Dutch Flight Attendant Hantavirus Case Follows MV Hondius Exposure

Dutch Flight Attendant Hantavirus Case Follows MV Hondius Exposure

Dutch authorities said a KLM flight attendant was hospitalized in Amsterdam with flight attendant hantavirus symptoms after contact with a passenger who later died. The case extends concern beyond the MV Hondius, where the outbreak began, and follows the movement of passengers through Saint Helena, South Africa, and back to Europe.

Amsterdam and Johannesburg

The flight attendant had been serving on a KLM flight from Johannesburg when a 69-year-old Dutch woman briefly boarded the aircraft on April 24. Dutch authorities said the woman later deboarded after her symptoms worsened, died in a hospital in South Africa, and later tested positive for the virus.

The attendant was then hospitalized in Amsterdam and was being tested for a hantavirus infection. The exposure link is specific: the airline crew member had been in contact with a passenger who later died, making the airline case part of the same chain that investigators have tied to the ship.

MV Hondius and Saint Helena

At least 29 passengers disembarked the MV Hondius after the outbreak on the ship, and Oceanwide Expeditions said 30 guests got off in Saint Helena on April 24. The operator also said it was monitoring the ship as it sailed from Cape Verde to the Canary Islands, a trip it expected to take 3 to 4 days.

Oceanwide Expeditions said: "No symptomatic individuals are present on board," while also saying no symptomatic people were on the vessel during the voyage. Three of the eight cases linked to the outbreak had died, including a 70-year-old Dutch man who died on April 11 and a German woman who died on board on May 2.

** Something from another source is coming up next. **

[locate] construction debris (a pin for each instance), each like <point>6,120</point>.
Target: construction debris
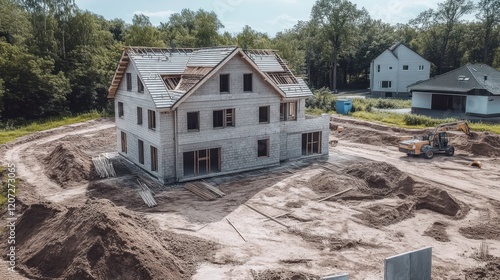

Cases across several countries

As of Thursday morning, eight cases had been linked to the outbreak on the ship, excluding the KLM flight attendant. Five of those were confirmed and three were suspected. At least six American citizens were among the passengers who disembarked in Saint Helena on April 24, and authorities in Georgia were monitoring two passengers who returned to the state while Arizona officials were monitoring one passenger.

The practical issue for travelers is not the ship alone but the movement that followed it. Passenger contact on board, a stop in Saint Helena, and air travel through Johannesburg created several points where health officials had to trace exposure, and the KLM case shows that chain has reached airline crew as well as cruise guests.